Coinbase and Fannie Mae have closed the first-ever mortgage backed by crypto collateral, putting a married couple from Ann Arbor, Michigan, into a home without forcing them to sell their Bitcoin. The loan — a conventional Fannie Mae–backed mortgage — was paired with a separate down payment loan secured by digital assets held on Coinbase. The program was originally announced in March 2025 by Better Home & Finance and Coinbase.
The borrowers
Joe and Amy, both in their early 30s, are the first to use the deal. Joe, a software engineer, said they wanted to keep their Bitcoin intact. By pledging it as collateral for a down payment loan instead of selling, they avoided capital gains taxes and the hassle of timing the market or resetting their finances. The couple did not disclose the exact amount of crypto they used.
How it works
The mortgage itself is a standard conforming loan backed by Fannie Mae — not a crypto-native product. The crypto piece is a separate loan from Better Home & Finance, secured by Bitcoin or USDC held at Coinbase. Borrowers get cash for the down payment without liquidating their digital assets. That cash then goes toward a traditional home loan underwritten by Fannie Mae guidelines.

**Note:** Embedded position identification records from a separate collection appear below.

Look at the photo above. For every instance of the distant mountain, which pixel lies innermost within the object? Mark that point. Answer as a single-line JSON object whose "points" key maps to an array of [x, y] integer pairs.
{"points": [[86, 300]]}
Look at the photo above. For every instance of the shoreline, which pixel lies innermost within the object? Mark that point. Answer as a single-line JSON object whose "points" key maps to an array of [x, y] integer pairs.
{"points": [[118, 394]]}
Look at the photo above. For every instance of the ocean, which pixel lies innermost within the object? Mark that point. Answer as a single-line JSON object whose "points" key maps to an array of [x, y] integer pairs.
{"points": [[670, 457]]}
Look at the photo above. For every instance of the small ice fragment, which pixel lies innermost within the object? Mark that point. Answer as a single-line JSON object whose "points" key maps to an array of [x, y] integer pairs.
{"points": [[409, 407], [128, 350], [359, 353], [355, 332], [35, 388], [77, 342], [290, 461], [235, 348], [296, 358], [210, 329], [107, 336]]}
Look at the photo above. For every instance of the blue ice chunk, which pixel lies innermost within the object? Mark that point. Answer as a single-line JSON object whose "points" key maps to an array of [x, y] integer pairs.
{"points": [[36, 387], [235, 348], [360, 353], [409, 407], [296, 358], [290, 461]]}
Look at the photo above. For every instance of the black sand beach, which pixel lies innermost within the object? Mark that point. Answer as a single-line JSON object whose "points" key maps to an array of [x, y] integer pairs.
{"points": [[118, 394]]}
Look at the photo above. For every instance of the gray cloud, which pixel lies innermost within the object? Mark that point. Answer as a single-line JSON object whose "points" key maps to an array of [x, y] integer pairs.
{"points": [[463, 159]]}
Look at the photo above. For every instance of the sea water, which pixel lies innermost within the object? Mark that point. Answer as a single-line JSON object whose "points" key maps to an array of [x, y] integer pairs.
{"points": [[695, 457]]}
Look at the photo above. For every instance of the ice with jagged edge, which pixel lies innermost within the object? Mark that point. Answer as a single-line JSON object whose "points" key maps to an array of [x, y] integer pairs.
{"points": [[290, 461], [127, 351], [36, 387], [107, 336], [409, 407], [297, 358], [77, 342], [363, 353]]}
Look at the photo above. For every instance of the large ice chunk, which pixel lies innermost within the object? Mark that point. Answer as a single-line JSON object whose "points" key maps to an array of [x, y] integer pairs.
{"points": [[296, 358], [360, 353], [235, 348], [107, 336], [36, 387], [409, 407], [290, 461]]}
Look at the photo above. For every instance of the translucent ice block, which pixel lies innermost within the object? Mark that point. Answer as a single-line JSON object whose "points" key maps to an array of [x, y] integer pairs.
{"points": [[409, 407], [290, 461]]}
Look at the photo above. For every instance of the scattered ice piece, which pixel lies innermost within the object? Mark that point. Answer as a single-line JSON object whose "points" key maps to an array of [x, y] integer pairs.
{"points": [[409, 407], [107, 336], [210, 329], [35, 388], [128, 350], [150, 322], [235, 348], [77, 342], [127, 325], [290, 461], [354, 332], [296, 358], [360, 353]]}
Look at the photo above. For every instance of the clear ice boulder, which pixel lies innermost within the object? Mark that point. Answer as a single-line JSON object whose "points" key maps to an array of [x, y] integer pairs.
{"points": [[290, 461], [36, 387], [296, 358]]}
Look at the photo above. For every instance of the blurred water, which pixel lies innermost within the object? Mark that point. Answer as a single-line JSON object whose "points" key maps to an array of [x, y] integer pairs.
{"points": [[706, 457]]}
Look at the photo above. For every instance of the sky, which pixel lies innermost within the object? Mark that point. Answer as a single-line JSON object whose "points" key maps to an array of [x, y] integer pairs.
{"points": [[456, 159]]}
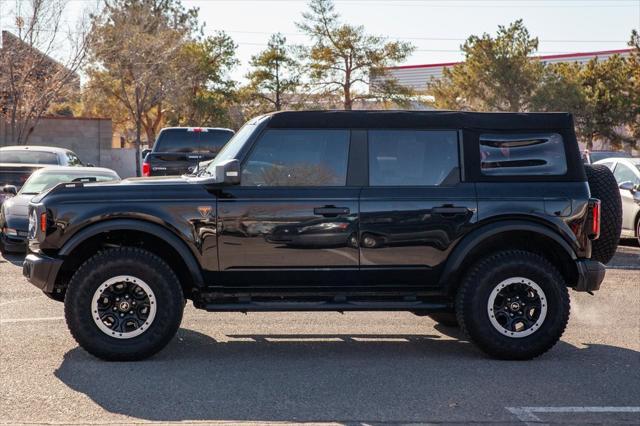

Coinbase’s Mark Troianovski said the token-backed conforming mortgage shows crypto wealth can be directly channeled into homeownership, a point aimed at the tens of millions of Americans who hold digital assets but may lack enough cash for a conventional down payment. The structure also sidesteps a common problem: the tax hit from selling crypto to raise money for a house.
The timing isn't accidental. Mortgage rates have stayed elevated through early 2026, putting pressure on first-time buyers. A program that lets people keep their crypto positions — and avoids triggering a taxable event — offers an alternate path into the housing market.
Whether this first loan opens the door for many more will depend on appetite from other lenders and Fannie Mae's willingness to back similar structures. For now, Joe and Amy own a home in Ann Arbor, and their Bitcoin never moved.